Sağlık ve Sosyal Hizmet Emekçileri Sendikası (SES) Merkez Yönetim Kurulu, genel merkez binalarında yaptıkları basın açıklamasıyla sağlık emekçilerine yönelik artan şiddete ve alınmayan önlemelere karşı tepkilerini dile getirdi.
Açıklamanın yapıldığı salona ‘Kadına ve sağlıkçıya yönelik her türlü şiddeti durduralım! Şiddete karşı sesimizi yükseltelim!’ pankartı asıldı. Açıklamayı sağlık emekçileri adında Sağlık ve Sosyal Hizmet Emekçileri Sendikası (SES) Eş Genel Başkanı Selma Atabey okudu. Atabey, sağlık emekçilerinin maruz kaldığı şiddete karşı bir dizi eylem ve etkinlikler yapacakları bilgisini paylaştı.
“ÖMÜR EREZ İSTANBUL SÖZLEŞMESİ’Nİ FESHEDEN İKTİDAR TARAFINDAN KATLEDİLDİ”
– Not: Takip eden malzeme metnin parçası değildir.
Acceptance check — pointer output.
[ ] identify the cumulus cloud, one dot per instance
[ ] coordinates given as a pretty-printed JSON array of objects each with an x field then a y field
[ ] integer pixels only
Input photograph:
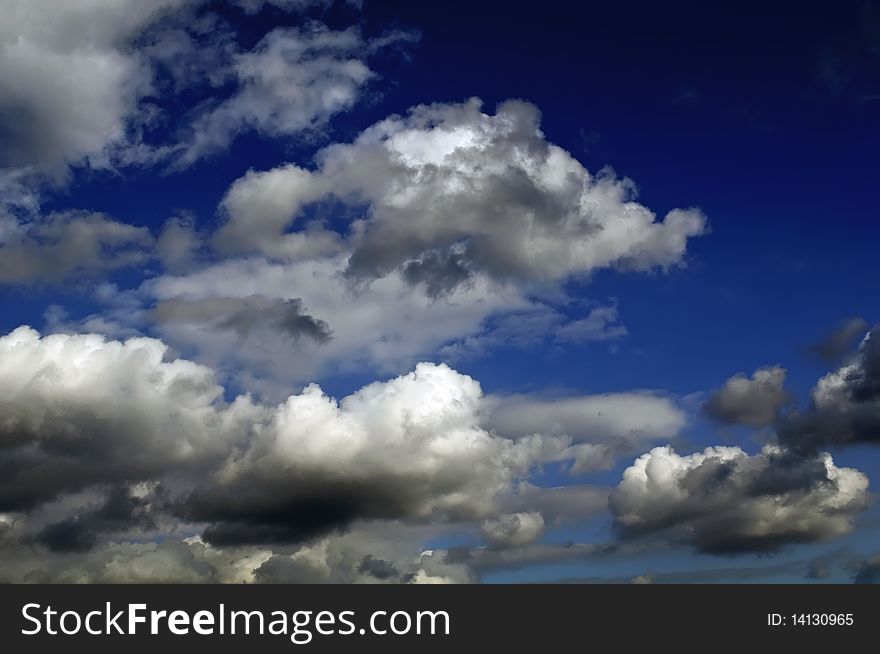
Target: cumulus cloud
[
  {"x": 514, "y": 529},
  {"x": 868, "y": 572},
  {"x": 67, "y": 244},
  {"x": 623, "y": 418},
  {"x": 479, "y": 220},
  {"x": 725, "y": 501},
  {"x": 838, "y": 342},
  {"x": 79, "y": 82},
  {"x": 178, "y": 245},
  {"x": 245, "y": 315},
  {"x": 601, "y": 324},
  {"x": 68, "y": 84},
  {"x": 754, "y": 401},
  {"x": 293, "y": 80},
  {"x": 79, "y": 410},
  {"x": 409, "y": 448},
  {"x": 387, "y": 327},
  {"x": 845, "y": 404},
  {"x": 451, "y": 191}
]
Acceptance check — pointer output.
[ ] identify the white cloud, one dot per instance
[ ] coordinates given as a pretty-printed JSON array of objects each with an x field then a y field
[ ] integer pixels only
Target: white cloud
[
  {"x": 754, "y": 402},
  {"x": 294, "y": 80},
  {"x": 723, "y": 500},
  {"x": 632, "y": 418},
  {"x": 68, "y": 84},
  {"x": 387, "y": 326},
  {"x": 52, "y": 248},
  {"x": 451, "y": 191}
]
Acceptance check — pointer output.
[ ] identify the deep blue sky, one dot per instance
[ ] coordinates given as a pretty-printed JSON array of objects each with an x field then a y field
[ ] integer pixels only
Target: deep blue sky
[{"x": 764, "y": 115}]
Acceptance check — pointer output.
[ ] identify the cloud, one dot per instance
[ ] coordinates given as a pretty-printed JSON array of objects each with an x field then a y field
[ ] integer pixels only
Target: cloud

‘Sözün bittiği yerdeyiz! Artık tahammülümüz kalmadı! Nefes alamıyoruz! Tükendik!’ diyerek sözlerine başlayan Atabey, sağlık emekçilerinin güvenli ortamlarda çalışmadığını, her an şiddet tehdidi altında inanılmaz bir stresle yaşadıklarını belirtti.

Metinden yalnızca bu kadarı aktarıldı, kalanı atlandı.